Though the granular details of the budget proposals would be known only on the B-day, tax slab alteration under the new tax regime and other tweaks to extant imposts under the old tax regime are being bruited. Included in such a conjecture are palpable guidelines governing taxation of modern assets and enhanced deductions for investments to lessen tax burden and accord an impetus to growth impulses.

A point to ponder is that in their pre-budget parleys, the industry lobby pitched for enhanced capital expenditure (capex) by the government even as it had been doing the heavy lifting through borrowing binges in the last couple of years for building physical infrastructure. In contrast, the National Statistics Office’s (NSO) projection in this context of gross capital formation growth dwindling to 6.4 percent in 2024-25 from 9 percent in 2023-24 signals sadly that private capex, which is dependent on domestic and global demand, stays stagnant even when the public capex target of Rs 11 lakh crore for the current fiscal is unlikely to be hit.

Ironically in the run-up to the next fiscal year budget, the NSO data on GDP numbers released recently corroborated the prevailing gloom and concerns about the visibly wobbly trajectory of the economy. It foresees GDP to grow at a four-year low pace of 6.4 percent from 8.2 percent in 2023-24, the final year of the second term of Modi Sarkar. So between single-party governance and the transition to run a coalition government, the negative upshot tellingly is on the economy, policy wonks plaintively say.

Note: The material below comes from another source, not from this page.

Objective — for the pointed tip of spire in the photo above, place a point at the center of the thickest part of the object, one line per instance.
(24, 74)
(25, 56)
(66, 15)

This is as it should be because the elbowroom for bold and innovative actions gets circumscribed to keep the boat from capsizing by faulty decisions that might come home to roost. The moot point now exorcising the economy watchers is how far the Finance Minister will take risks at a time when the external conditions remain glaringly jittery with domestic stakeholders pitching for pie-in-the-sky proposals on what the budget could dish out or deliver.

That the constraints are an open secret is not in doubt. In a written response to a query in the Lok Sabha during the winter session when the Parliament witnessed daily disruptions, Union Minister of State for Finance Pankaj Chaudhary has claimed that revenue expenditure as a percentage of total expenditure has been on a declining trend from 87.9 per cent in 2020-21 to 84.4 percent in 2021-22 and 82.4 percent in 2022-23 (the latest available year at the end of 2024). The fact that the revenue expenditures range from general services, social services, economic services to grants-in-aid and contributions and nothing of the developmental sort for building durable assets with permanent advantages accruing to the beneficiaries and the economy meant nothing substantive to the stakeholders.

With elephants in the room, such as distinct slowdown in growth in general and tepid growth in private consumption of people and insipid private investment by the entrepreneurial class, the Budget 2025-26 has limited room for maneuverability in managing income-expenditure balance. This remains an uphill task for far too long, given the structural shortcomings the economy is afflicted with due to lack of perspective planning and perspicuous thinking down the years. To spend interminably without ensuring income is as bad for the individual as it is for the nation too. It is time priorities got fixed, beginning by doing more on social infrastructure—elementary healthcare and expanding general education to legions of people who remain untouched by all the vaunted welfare services. To build a beautiful edifice of the nation, bedrock should be on the solid rock of human capital, as a wag would put it!

(The writer is a senior economic journalist based in New Delhi.)